Not very sweet, sincere, or magical in the least, are the Yays and Boos. They too were brought back to another time while watching this movie, but I couldn't quite grasp what they were trying to tell me. Then I found a mixtape on my windshield the next day, and it all became quite clear....

Yaaaaaaaaaaaaaay!
  • The music.
  • Our opening moments with Dan are awesome. Initially, he seems like the most charming a-hole ever.
  • I've never run out of a kafe without paying the tab, but if I do? Well, I hope it ends the same way it did here. More people should shake hands after that.
  • The timeline is unexpectedly loose. I loved it.
  • Dan has a vision of what Gretta's little song could be and it's represented brilliantly.
  • Anytime glasses are raised to Randy Newman...that's a Yay. I'm sorry: rules are rules.
  • The guy that played her friend was awesome. This dude is not only talented and kind, but when it comes to tea? He's cool to just wing it.
  • I quit. Good luck, girls. I laughed my ass off here.
  • Even though it seemed like I was watching a much more bearable (and shorter) episode of The Voice for a minute, I actually enjoyed my time with ol' Alligator Arms, Cee-lo Green. What a good dude.
  • Like a Fool has just about the best song ending ever. Well, outside of Guns 'N Roses first version of Don't Cry anyway.
  • Holy shit. Dan's reaction to drinking Pepsi? F--king hysterical. (I need to stop drinking soda)
  • Even though I touched on it earlier, let me say that I feel that Ruffalo and Knightley were perfect in this movie. I know they both always deliver, but what they did here was beyond good.
  • Sati, at cinematic corner. I should probably give her a Yay in every single post I write, but she's a huge fan of this one, and without her (possibly crazy) adoration of this film, there's a good chance I never would have seen it. Yet again, I owe her. Big time.

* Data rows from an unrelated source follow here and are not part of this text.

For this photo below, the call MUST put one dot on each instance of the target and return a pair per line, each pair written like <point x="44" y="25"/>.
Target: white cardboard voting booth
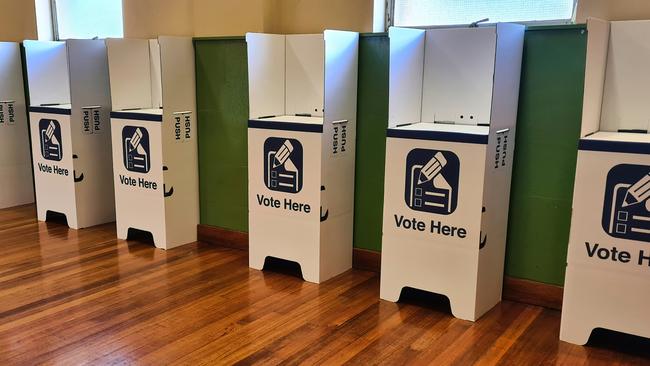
<point x="15" y="160"/>
<point x="69" y="111"/>
<point x="301" y="149"/>
<point x="153" y="124"/>
<point x="452" y="113"/>
<point x="608" y="266"/>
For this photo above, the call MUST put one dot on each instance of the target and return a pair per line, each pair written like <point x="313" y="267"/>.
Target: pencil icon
<point x="283" y="154"/>
<point x="135" y="139"/>
<point x="432" y="168"/>
<point x="638" y="192"/>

  • And finally, like any constantly daydreaming a-hole, I've always found that even something unspectacular can look utterly breathtaking on film. In Begin Again, and I will argue this til the end of time, we are privvy to what is quite possibly the best date ever. Few things I have ever wanted more for myself than that night shared between Dan and Gretta. If I could meet my wife again...this totally happens.

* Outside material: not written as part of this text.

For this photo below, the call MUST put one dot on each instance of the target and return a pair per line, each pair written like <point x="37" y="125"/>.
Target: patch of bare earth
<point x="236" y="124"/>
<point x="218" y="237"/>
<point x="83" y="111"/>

The only Boo here is that I don't own the soundtrack. Yet.
Boooooooo!
  • She ultimately redeems herself, but I've grown somewhat tired of bored and irritated Catherine Keener.
  • C'mon, Dan. She's gotta buy the beers?
  • Dave. I haven't mentioned him...but I've got a few problems with this guy. First, what's up with his creeper-stache?
  • Or his Gepetto-influenced wardrobe?
  • Okay, even though I liked what it meant to everyone, Violet's guitar playing was a bit silly. Though it did remind me of this guy that was doing work on our house when I was a kid. He comes into my room, where my brother's guitar is leaning against the wall, and says, "You swing that axe or just stare at it all day?" Needless to say I had no idea what the f--k he was talking about. Kind of like you now.
  • Sure, it's eventually endearing, but we might have a cinematic record for use of the term babe.
  • That was kind of a strange scene to put in the credits, no?
  • And finally, the ending. I actually loved it. Like, I almost started clapping (alone in my living room) I adored it so much. But....damn. I can't believe that line was never crossed...not even a little. 
Eventually that magic time in a relationship ends, and everything that was special sadly becomes routine. My wife and I started our relationship right around Christmas time, fourteen years ago. And while my music tastes have certainly changed, it shouldn't surprise you that every now and then I fire up that song to instantly take me back. And, between you and me, every time it ends? I always press back at least once. Just to hear the beginning, you know, again.